Louis her harfi hissedebilmek için parmaklarını sayfaların üzerinden geçirmeyi öğrendi. Ama bu şekilde okumak çok zaman alıyordu. Bazen bir cümlenin sonuna geldiğinde, başlangıçtaki kelimeleri unutuyordu. Bir gün, okula ilginç bir ziyaretçi geldi. Emekli bir Fransız ordusu kaptanı olan Charles Barbier’in okulu ziyaret etme amacı geliştirdiği bir iletişim yöntemini anlatmaktı. Yöntemin amacı, savaş esnasında, geceleri düşman tarafından fark edilmeyecek şekilde, ışığa ya da konuşmaya ihtiyaç duymadan askerlerin birbirleri ile haberleşebilmelerini sağlamaktı. Kaptan, keşfettiği yöntemi göstermek için, eline bir kağıt ve sivri uçlu bir alet aldı. Alet ile kağıt üstünde nokta ve çizgi izleri bıraktı. Noktalar ve kısa çizgiler farklı sesleri temsil ediyordu. Işığın olmadığı bir ortamda, kağıt üstündeki izlerin üstünden elle geçerek mesajı okumak mümkündü. Ancak askerler bu yöntemin kullanımını zor bulmuştu. Ama Kaptan, görme engelli öğrencilerin bu yöntemden faydalanabileceğini düşünüyordu.

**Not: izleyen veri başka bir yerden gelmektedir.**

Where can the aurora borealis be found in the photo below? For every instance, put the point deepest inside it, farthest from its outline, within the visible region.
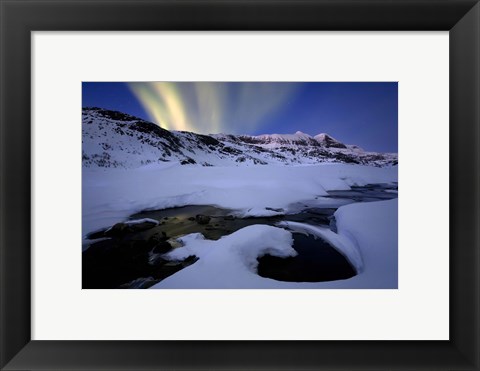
(362, 113)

Öğrenciler bazı mesajları okumayı denediler ve başardılar. Ancak onlar da yöntemi zor buldular. Bir kelimeyi yazabilmek için birçok nokta ve çizgi gerekliydi. Yine de alfabeyi kullanarak yazmaya kıyasla kağıt üstünde daha az yer kaplıyordu. Louis bu yeni yöntemi duyduğunda çok heyecanlandı. Boş zamanlarının çoğunu sistemi öğrenmek için harcadı. Yöntemin daha basit hale getirilmesi gerektiğini biliyordu. Ayrıca sayıları ve noktalama işaretlerini içerecek bir yol bulması gerekiyordu. Bu yüzden boş zamanlarında ve gece geç saatlerde, kaptanın sistemini geliştirmek için çalıştı durdu. Louis, “stylus” denilen sivri bir alet ve ahşap yazı tahtası ile yöntem üzerinde çalışmaya devam etti. İki yıllık çalışmadan sonra, henüz 15 yaşındayken nihayet kolay öğrenilebilen yeni bir alfabe yarattı. Bu alfabe ile yazmak ve okumak çok daha hızlı ve kolaydı. Dakikada 125 ila 200 kelime okumak mümkün idi.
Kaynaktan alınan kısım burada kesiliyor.